L4 and L5 DRG and spinal cord segments were collected from rats deeply anesthetized with 100 mg/kg sodium pentobarbital then snap-frozen in liquid nitrogen. The tissues were later disrupted in RIPA lysis buffer (20 mM Tris-HCl, 150 mM NaCl, 1 mM Na2 ethylenediaminetetraacetic acid, 1 mM egtazic acid, 1% NP-40, 1% sodium deoxycholate, 2.5 mM sodium pyrophosphate, 1 mM β-glycerophosphate, 1 mM Na3VO4, 1 µg/mL leupeptin) mixed with 1 mM dithiothreitol, a protease inhibitor cocktail (P8340; Sigma), and phosphatase inhibitor cocktails (P0044 and P5726; Sigma) on ice. The supernatant was then collected and denatured with sample buffer (5×) consisting of 0.25 M Tris-HCl, 52% glycerol, 6% sodium dodecyl sulfate, 5% β-Mercaptoethanol, and 0.1% bromophenol blue for 10 min at 70°C. Lysates (total protein, 20µg) were separated on SDS-polyacrylamide gel electrophoresis gels and transferred to polyvinylidene fluoride membranes (Bio-Rad). After blocking with 5% fat-free milk in Tris-buffered saline with Tween 20 (137 mM NaCl, 20 mM Tris, 0.1% Tween 20) for 1 h at room temperature, the membranes were then incubated with antisera to Cav3.2 (rabbit anti-rat, 1:1,000; Alomone) and β-actin (mouse anti-rat, 1:10,000; Sigma) in 5% fat-free milk in Tris-buffered saline with Tween 20 overnight at 4°C. After being washed with Tris-buffered saline with Tween 20, the membranes were incubated with a goat anti-rabbit antibody labeled with horseradish peroxidase (Calbiochem) diluted with 5% fat-free milk in Tris-buffered saline with Tween 20 for 1 h at room temperature and then detected using enhanced chemiluminescence reagents (GE Healthcare). The blots were scanned using Adobe Photoshop (version 8.0; Adobe) and the band densities were detected and compared using ImageJ (National Institutes of Health).
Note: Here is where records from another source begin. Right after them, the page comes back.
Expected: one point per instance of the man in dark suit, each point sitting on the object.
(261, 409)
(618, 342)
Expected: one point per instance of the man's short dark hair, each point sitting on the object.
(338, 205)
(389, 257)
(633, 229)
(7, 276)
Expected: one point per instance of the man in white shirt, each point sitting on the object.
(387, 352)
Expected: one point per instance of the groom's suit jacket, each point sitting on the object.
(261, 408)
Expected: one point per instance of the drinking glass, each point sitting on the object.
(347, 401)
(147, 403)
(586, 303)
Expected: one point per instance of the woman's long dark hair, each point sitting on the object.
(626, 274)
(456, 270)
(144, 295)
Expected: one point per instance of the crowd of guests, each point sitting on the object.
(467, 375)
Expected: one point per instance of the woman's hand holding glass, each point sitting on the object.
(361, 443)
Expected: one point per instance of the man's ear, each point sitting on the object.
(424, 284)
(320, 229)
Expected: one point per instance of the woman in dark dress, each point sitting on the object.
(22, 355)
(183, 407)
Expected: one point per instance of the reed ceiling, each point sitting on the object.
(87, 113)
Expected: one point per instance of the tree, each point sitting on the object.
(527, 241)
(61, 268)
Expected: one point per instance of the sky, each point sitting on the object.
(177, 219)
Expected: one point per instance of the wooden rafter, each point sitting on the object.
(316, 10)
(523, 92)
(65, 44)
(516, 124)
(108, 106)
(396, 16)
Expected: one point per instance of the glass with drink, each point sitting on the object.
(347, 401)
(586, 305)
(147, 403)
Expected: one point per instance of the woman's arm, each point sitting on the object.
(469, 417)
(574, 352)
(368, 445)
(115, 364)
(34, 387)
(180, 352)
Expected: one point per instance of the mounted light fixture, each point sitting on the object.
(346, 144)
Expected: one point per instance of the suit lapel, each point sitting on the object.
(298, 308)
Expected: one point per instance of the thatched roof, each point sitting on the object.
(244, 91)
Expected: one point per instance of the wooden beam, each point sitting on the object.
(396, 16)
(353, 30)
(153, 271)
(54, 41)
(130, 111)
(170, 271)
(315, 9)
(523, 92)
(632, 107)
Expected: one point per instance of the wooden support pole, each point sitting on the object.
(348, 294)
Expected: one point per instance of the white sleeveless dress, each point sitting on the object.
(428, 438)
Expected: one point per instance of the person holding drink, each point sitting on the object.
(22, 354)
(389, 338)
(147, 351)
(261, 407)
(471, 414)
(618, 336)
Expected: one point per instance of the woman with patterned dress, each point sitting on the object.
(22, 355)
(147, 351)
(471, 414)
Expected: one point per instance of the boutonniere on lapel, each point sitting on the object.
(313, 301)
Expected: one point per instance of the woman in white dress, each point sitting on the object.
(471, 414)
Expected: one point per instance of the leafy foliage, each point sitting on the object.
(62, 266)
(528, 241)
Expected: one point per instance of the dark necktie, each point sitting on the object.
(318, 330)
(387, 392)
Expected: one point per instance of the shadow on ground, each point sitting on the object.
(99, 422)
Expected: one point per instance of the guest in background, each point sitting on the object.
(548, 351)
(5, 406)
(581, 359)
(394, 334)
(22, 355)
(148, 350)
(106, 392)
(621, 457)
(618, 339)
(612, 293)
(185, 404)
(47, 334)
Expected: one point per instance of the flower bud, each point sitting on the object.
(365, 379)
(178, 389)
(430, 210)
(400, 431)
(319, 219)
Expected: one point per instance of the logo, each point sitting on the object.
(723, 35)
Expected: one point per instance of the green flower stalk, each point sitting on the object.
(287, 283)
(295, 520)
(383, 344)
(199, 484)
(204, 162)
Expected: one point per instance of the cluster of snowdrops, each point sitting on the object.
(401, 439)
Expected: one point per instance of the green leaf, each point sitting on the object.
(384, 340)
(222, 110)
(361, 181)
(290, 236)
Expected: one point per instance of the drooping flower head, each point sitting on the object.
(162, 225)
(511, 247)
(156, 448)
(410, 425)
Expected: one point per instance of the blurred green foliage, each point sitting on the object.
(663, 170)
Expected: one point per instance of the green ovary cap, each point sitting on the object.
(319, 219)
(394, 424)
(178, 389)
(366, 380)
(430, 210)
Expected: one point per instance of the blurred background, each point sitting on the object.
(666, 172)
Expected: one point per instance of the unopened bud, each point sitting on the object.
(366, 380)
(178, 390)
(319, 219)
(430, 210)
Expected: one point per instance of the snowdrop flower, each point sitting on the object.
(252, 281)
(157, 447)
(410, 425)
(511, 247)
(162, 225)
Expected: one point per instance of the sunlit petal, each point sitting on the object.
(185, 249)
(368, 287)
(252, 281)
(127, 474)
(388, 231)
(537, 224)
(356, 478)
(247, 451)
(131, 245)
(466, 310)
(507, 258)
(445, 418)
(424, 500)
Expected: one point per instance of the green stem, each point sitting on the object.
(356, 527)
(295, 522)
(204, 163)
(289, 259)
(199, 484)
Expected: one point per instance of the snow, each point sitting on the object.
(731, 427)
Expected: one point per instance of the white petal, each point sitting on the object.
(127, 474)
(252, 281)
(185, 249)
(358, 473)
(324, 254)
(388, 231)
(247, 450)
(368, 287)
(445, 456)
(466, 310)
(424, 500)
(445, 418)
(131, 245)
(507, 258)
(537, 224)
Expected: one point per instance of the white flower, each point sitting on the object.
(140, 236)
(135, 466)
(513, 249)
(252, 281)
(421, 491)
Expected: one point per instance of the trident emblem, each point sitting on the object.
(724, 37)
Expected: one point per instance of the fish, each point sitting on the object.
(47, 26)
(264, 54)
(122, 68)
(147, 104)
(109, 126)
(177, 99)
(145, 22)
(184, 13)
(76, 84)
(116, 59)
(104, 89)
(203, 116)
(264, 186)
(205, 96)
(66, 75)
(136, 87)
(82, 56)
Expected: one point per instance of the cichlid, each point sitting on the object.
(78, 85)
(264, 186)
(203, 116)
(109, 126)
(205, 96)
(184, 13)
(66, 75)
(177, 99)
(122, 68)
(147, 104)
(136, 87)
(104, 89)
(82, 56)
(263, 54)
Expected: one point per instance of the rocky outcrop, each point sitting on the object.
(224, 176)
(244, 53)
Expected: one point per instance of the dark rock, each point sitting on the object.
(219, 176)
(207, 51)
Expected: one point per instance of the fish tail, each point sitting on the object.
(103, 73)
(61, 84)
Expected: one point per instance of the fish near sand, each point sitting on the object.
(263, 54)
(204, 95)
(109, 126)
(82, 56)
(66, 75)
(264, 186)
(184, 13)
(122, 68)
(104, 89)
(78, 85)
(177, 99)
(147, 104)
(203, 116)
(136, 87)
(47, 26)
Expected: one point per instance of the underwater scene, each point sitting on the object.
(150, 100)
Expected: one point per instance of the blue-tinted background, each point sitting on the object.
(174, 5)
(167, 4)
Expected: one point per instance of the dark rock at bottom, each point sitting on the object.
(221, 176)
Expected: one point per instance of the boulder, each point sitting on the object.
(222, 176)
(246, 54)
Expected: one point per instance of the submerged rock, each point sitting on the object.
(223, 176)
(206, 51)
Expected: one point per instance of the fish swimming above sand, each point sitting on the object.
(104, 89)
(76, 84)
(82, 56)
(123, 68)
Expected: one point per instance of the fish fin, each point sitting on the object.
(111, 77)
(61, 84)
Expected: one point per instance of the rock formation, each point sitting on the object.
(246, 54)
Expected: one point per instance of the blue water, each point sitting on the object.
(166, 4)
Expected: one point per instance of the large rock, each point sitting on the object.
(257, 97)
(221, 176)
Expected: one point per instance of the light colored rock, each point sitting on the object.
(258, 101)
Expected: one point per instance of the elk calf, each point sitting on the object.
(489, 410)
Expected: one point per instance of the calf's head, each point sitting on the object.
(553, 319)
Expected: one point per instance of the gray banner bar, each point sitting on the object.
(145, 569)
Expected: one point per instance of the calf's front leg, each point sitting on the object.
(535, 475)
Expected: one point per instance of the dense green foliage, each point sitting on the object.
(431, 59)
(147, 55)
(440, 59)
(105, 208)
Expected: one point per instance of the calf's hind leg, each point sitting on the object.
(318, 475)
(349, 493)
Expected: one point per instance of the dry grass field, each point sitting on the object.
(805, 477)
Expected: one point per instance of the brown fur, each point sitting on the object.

The data from four rats per treatment group were averaged for group comparisons.

Acute dissociation of DRG neurons for calcium imaging and whole-cell patch clamp electrophysiological recording

Rats were deeply anesthetized with isoflurane, and the L4 and L5 DRG on both sides were excised. The ganglia were placed in a culture dish containing trypsin (0.0625 mg/mL; Hyclone) and type IA collagenase (1 mg/mL; Sigma-Aldrich) in DMEM. The dish was shaken for 50 min in a heated (37°C) chamber. After washing and mechanical dispersion with a polishing Pasteur pipette, the cells were plated on poly-L-Lysine–coated glass sheets in a culture dish. All patch clamp electrophysiological recordings for the dissociated DRG neurons were completed within 6 h after plating [30,32].

Intracellular calcium imaging

Dissociated DRG cells were loaded with the ratiometric Ca2+ indicator dye Fura-2-acetoxymethyl ester (2 µM; Molecular Probes) for at least 30 min at 37°C in artificial cerebrospinal fluid (ACSF) as described previously [29]. The ACSF solution contained 140 mM NaCl, 5 mM KCl, 2 mM CaCl2, 2 mM MgCl2, 10 mM HEPES and 11 mM glucose adjusted to pH 7.4 with NaOH. The cells were then transferred to a recording chamber placed on a microscope (Nikon Eclipse Ti) and continuously perfused with oxygenated (95% O2 and 5% CO2) ACSF (2 mL/min) at room temperature. The intracellular calcium concentration was expressed as the 340/380 ratio, and the signals were captured and analyzed using the NIS-Elements AR software program (Nikon). All chemicals were directly applied to the bath.

Whole-cell patch recording of T-type calcium currents in acutely dissociated DRG neurons

Whole-cell patch T-type calcium current recording was performed as described previously [22,45]. Two hours after being plated, dissociated DRG neurons were perfused with an extracellular solution containing 10 mM BaCl2, 152 mM TEA-Cl, and 10 mM HEPES adjusted to pH 7.4 with TEA-OH. The recording electrode was filled with a solution containing 135 mM tetramethyl-ammoniumhydroxide (TMA-OH), 10 mM EGTA, 40 mM HEPES, and 2 mM MgCl2 adjusted to pH 7.2 with hydrofluoric acid (HF) and to an osmolarity of 315–325 mOsm. A fluoride-based internal solution was used to facilitate high voltage-activated Ca2+ current rundown [45]. A P/4 protocol was used for on-line leak subtractions. Capacitance (Cm) and series resistance (Rs) were recorded from readings of the amplifier after electronic subtraction of the capacitive transients [22]. The voltage dependencies of activation and voltage dependence of steady-state inactivation were calculated using single Boltzmann distributions of the following formulas

Activation:G(V)=Gmax/(1+exp [(VV50)/k]); (1)
Inactivation:I(V)=Imax/(1+exp [(VV50)/k]). (2)

In the formulas above, Gmax is the maximal conductance, Imax is the maximal amplitude of current, V50 is the voltage at which half current is activated or inactivated, and k represents the voltage dependence (slope) of the distribution [22].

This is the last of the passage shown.